Uitgebreide samenvatting van het boek verandermanagement. Gemaakt voor het vak verandermanagement op de opleiding Facility Management leerjaar 2 aan de HAN in Nijmegen.
Hoofdstuk 1: het integraal organisatie en veranderingsmodel
1.1 Elementen IOV-model
IOV- model: stelt je instaat om kleine en grote organisatieveranderingen succes te laten verlopen.
De ‘ fit ‘ :
Waarom functioneert de huidige organisatorische situatie niet meer naar behoren?
Waarom is het noodzakelijk te veranderen en welke nieuwe organisatorische fit wordt nagestreefd?
Niveaus van verandering:
Verschillen tussen huidige en gewenste situatie, op verschillende organisatorische niveaus,
concretiseren tot niveau wat ook uitvoerende medewerkers begrijpen. > zij moeten ook op de
hoogte zijn van veranderingen
Verandervermogen :
In welke mate is de organisatie in staat verandering tot stand te brengen? ( aard verandering,
organisatiekenmerken, aard onderlinge relaties, cultuur, veranderingsbereidheid )
Veranderingsstrategieën:
Hoe gaan we de verandering in hoofdlijn aanpakken?

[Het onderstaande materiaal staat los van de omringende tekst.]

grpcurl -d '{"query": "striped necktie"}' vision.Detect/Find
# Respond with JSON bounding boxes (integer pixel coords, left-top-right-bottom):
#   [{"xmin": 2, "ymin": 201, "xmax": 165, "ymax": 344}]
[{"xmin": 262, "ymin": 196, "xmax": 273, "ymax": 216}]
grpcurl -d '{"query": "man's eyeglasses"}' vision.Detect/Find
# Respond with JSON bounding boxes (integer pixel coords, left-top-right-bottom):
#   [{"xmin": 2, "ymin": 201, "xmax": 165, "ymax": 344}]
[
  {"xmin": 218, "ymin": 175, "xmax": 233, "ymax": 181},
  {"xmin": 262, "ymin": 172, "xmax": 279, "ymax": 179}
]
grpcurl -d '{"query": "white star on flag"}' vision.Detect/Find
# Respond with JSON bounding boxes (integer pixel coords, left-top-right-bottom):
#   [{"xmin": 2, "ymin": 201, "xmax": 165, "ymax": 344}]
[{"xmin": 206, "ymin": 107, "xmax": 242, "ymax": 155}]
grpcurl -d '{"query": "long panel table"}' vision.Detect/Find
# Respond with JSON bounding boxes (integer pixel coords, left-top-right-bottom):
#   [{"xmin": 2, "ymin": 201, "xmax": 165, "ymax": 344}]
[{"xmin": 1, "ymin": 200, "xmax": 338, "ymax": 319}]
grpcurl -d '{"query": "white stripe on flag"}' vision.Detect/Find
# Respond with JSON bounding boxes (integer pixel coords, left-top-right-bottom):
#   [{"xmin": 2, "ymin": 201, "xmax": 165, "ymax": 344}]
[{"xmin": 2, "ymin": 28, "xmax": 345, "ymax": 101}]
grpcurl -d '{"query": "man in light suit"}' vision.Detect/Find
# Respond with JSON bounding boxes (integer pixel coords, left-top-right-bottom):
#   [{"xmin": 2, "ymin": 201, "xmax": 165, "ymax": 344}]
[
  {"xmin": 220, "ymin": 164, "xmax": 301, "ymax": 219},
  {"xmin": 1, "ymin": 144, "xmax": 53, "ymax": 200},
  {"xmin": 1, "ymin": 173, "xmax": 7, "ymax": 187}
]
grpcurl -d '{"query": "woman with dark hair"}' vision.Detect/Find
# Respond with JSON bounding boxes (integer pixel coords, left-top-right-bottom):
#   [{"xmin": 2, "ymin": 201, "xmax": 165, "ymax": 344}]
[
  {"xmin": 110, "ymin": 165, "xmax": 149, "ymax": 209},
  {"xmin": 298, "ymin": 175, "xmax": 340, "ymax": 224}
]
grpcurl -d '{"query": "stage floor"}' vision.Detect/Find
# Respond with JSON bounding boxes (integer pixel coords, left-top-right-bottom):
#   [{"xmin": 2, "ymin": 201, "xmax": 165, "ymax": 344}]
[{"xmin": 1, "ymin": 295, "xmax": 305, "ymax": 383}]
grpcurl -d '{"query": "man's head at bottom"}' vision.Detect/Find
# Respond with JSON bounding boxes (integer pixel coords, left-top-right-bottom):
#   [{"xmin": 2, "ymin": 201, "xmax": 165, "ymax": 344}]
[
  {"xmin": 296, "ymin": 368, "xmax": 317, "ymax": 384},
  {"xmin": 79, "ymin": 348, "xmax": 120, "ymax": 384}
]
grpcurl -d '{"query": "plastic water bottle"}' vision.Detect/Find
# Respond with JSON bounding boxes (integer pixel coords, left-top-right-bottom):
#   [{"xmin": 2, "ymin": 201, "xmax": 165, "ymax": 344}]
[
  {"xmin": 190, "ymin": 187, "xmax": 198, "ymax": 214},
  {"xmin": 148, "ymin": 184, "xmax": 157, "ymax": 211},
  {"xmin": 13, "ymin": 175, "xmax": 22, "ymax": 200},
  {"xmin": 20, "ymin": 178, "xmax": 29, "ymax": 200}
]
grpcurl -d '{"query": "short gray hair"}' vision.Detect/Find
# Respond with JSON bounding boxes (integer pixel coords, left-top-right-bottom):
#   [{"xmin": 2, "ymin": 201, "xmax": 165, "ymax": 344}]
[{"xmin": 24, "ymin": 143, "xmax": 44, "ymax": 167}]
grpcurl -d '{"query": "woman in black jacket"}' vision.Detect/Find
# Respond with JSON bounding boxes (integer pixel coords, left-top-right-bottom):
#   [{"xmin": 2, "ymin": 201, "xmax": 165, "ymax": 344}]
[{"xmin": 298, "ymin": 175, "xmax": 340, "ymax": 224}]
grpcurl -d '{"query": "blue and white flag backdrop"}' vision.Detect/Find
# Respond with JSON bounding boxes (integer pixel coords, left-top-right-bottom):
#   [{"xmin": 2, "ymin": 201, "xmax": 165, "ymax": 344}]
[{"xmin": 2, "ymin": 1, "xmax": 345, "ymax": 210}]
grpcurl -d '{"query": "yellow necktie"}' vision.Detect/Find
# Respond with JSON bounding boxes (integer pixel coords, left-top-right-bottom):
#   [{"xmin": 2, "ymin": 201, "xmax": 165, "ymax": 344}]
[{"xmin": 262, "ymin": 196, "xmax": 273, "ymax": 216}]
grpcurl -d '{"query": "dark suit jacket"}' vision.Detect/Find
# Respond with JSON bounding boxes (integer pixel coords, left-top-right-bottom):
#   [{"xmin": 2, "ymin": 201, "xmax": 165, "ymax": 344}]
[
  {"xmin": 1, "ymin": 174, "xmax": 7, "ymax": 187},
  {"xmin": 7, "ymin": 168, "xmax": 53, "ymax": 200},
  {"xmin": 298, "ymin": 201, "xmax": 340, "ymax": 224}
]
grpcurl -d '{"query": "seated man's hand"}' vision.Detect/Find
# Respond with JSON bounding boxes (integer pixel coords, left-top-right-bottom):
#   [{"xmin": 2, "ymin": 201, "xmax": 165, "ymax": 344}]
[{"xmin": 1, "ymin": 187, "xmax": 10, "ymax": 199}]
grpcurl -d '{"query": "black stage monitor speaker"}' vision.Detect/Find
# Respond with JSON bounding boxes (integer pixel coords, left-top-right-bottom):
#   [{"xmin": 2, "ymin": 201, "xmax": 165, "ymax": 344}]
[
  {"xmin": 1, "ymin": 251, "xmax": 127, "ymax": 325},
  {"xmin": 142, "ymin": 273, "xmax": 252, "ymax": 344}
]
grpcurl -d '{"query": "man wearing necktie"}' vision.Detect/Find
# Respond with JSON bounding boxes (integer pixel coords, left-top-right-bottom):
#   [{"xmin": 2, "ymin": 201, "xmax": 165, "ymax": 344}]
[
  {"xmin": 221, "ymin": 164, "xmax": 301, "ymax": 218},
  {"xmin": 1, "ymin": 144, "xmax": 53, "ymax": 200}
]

Vormgeven aan het veranderproces:
Hoofdlijnen verder concretiseren. Zie 3 fasen veranderingsproces. > nagaan hoe individuen de
verandering zien
Instrumentatie van het veranderproces:
Gekozen aanpak verschaft raamwerk voor inzet van geheel aan instrumenten. ( wie blijven er na
analyse van betrokken stakeholders, individuen en groepen over om verandering te doen slagen? )
Leider als veranderaar
Leider / manager heeft belangrijke rol. Is de manager van de verandering in staat de verandering in
gewenste richting te leiden? ( kennis, eigenschappen, vaardigheden )
Functionele relaties
Relatie met betrokken personen en instanties zijn belangrijk, vaak niet voor het kiezen
Hoe kan je zo goed mogelijk deze functionele relaties onderhouden om uiteindelijk
veranderingsplannen door te voeren?
Evaluatie
Wanneer is het veranderingsproces geëindigd? > soms komt er nooit een eind aan maar het is handig
om op bepaalde momenten terug te blikken of doel al is bereikt
Veranderplan
Alles wat je bedenkt om verandering te realiseren zet je in veranderplan.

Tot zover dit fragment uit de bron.